The cicadas are chanting for more hot weather, but just underneath their chatter you can hear the crickets tuning up for the Autumn concerts to come.
August can roast us, and bite us, and test our endurance, but the cheery song of a little cricket gives us sight of the finish line.
August 10, 2010
Once again the weather has turned hot and humid. As I sit here on the porch swing I feel like a wet dish rag that wasn’t wrung out enough. I look forward to Autumn when the skies are clear blue, the air is crisp and a soft flannel shirt is just enough to keep you warm. The leaves morph into a sunburst of color and the scent of apples and acorns float on the breeze.

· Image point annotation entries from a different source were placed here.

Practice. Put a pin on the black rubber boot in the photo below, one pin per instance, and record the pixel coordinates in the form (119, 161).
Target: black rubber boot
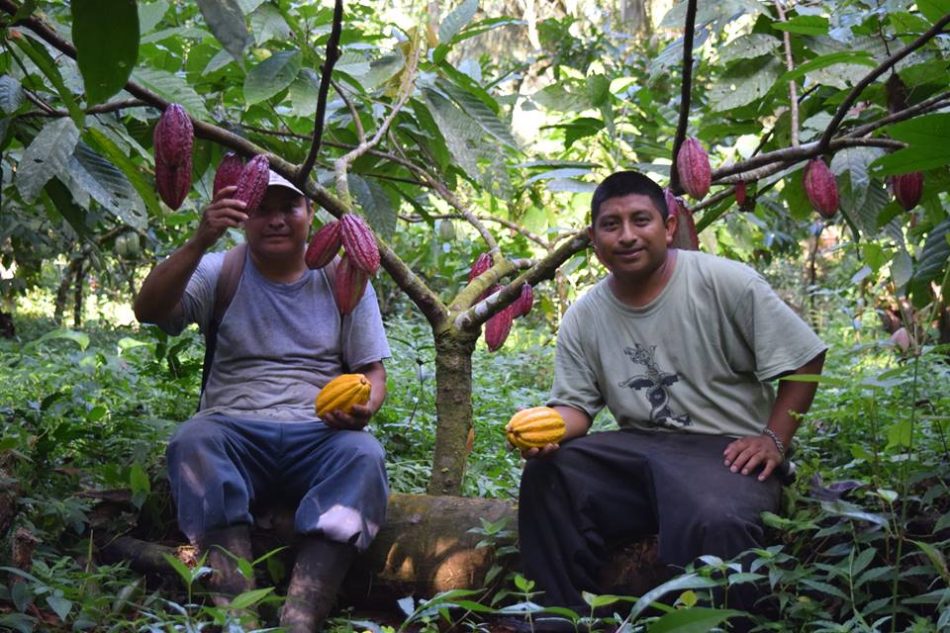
(318, 573)
(226, 581)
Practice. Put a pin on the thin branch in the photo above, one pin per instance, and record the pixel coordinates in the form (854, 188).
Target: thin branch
(545, 269)
(685, 90)
(845, 106)
(405, 91)
(933, 103)
(360, 133)
(99, 109)
(332, 54)
(792, 85)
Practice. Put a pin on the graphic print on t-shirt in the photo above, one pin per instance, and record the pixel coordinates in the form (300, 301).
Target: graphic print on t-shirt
(657, 384)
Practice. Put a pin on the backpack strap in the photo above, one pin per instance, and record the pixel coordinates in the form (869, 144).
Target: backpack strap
(224, 289)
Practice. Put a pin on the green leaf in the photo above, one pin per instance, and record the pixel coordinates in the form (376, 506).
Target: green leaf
(144, 187)
(680, 583)
(60, 605)
(744, 83)
(271, 76)
(151, 14)
(106, 36)
(928, 139)
(693, 620)
(375, 204)
(481, 113)
(41, 58)
(107, 185)
(226, 20)
(748, 47)
(804, 25)
(250, 598)
(171, 87)
(11, 94)
(267, 23)
(47, 155)
(933, 10)
(456, 20)
(934, 256)
(862, 58)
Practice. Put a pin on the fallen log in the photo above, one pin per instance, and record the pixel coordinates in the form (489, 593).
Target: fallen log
(426, 547)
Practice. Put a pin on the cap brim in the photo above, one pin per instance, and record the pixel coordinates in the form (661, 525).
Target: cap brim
(276, 180)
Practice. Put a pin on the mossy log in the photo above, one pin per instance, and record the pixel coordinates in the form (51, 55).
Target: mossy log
(426, 547)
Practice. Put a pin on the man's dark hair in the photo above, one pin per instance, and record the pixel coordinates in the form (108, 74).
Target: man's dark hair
(624, 183)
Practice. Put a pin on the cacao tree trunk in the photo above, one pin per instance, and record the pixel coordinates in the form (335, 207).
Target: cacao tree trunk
(453, 379)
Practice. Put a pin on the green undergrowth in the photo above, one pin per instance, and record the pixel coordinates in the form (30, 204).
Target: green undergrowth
(860, 546)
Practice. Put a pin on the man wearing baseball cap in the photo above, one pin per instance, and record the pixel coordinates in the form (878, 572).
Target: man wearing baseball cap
(255, 436)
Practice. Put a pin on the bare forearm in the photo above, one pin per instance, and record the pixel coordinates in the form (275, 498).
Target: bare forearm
(793, 400)
(161, 292)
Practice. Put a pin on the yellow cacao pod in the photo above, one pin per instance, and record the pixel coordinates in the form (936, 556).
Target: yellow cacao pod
(342, 393)
(535, 427)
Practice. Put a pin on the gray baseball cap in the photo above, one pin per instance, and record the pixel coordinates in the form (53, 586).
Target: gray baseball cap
(276, 180)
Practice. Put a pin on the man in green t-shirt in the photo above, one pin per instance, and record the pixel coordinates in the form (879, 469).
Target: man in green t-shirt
(682, 348)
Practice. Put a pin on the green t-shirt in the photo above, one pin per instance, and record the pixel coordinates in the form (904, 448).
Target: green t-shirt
(697, 358)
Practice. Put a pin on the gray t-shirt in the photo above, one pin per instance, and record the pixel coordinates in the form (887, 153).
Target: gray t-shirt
(696, 359)
(278, 344)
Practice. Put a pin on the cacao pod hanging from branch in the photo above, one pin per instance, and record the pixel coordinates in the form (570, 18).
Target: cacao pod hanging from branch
(821, 188)
(692, 166)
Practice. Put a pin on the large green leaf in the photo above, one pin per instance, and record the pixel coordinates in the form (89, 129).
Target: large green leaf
(934, 256)
(692, 620)
(267, 23)
(106, 36)
(271, 76)
(375, 204)
(748, 47)
(928, 139)
(226, 20)
(47, 155)
(460, 131)
(456, 20)
(744, 83)
(476, 109)
(173, 88)
(107, 185)
(41, 58)
(11, 94)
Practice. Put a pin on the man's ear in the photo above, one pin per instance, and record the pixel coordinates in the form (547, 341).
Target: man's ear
(672, 222)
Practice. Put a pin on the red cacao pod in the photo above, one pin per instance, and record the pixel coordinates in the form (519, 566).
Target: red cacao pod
(253, 183)
(524, 302)
(173, 137)
(685, 237)
(482, 263)
(692, 165)
(907, 189)
(324, 245)
(348, 285)
(360, 242)
(498, 326)
(228, 173)
(173, 183)
(741, 193)
(821, 188)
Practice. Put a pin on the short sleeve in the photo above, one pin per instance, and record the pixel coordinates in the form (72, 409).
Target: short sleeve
(780, 339)
(575, 381)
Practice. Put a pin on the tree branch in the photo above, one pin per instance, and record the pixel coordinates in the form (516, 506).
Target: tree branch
(937, 28)
(792, 85)
(332, 54)
(685, 90)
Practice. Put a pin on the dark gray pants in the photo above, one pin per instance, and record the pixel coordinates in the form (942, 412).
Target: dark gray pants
(220, 467)
(619, 484)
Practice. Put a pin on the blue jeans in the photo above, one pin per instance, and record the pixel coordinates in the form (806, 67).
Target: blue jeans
(221, 466)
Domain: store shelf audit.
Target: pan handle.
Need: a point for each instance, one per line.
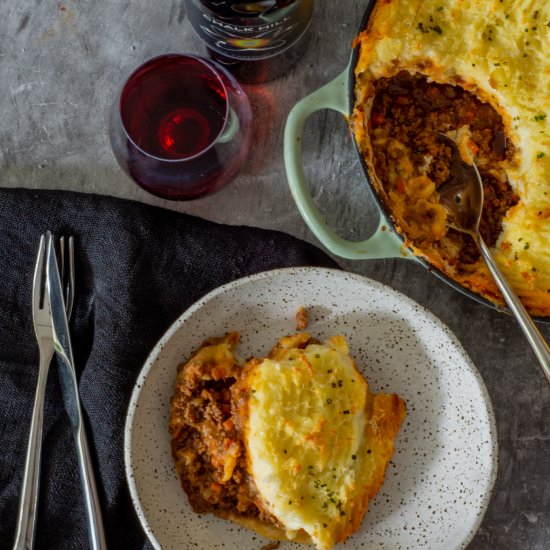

When chilly evenings are warmed up sitting by the wood stove with a cup of steaming coffee and a slice of apple or pumpkin pie….. Sorry I was caught up in a day dream.
The past few days have been less humid and I took advantage of the milder weather. I canned up eight pints of spaghetti sauce made with the tomatoes, onions and green peppers from our garden. I think it turned out pretty well. We had a huge pile of sand left over from the root cellar project and every time I passed it I kept telling myself we need to move this stuff. When its 89 degrees and humid, shoveling sand is the last thing you want to do. So yesterday evening when it was nice and cool I grabbed the shovel and rake. The ground in front of the root cellar was uneven with dips and bumps and it seemed a good idea to use the left over sand to fill them in. We really didn’t have any other use for it. After about an hour of shoveling and smoothing the black plastic the sand was piled on was empty. It felt good to have the job done. Now we won’t have to endure a pile of sand mocking us as we walk by. I also tackled the job of sweeping out the hen house and putting down clean wood shavings. My girls like a clean house and they cooed and clucked as they inspected my cleaning job. Happy hens produce good eggs.
The Dog Days of Summer will soon be over. Can’t say I will miss them. At least not until about January when the Gloomy Days of Winter kick in.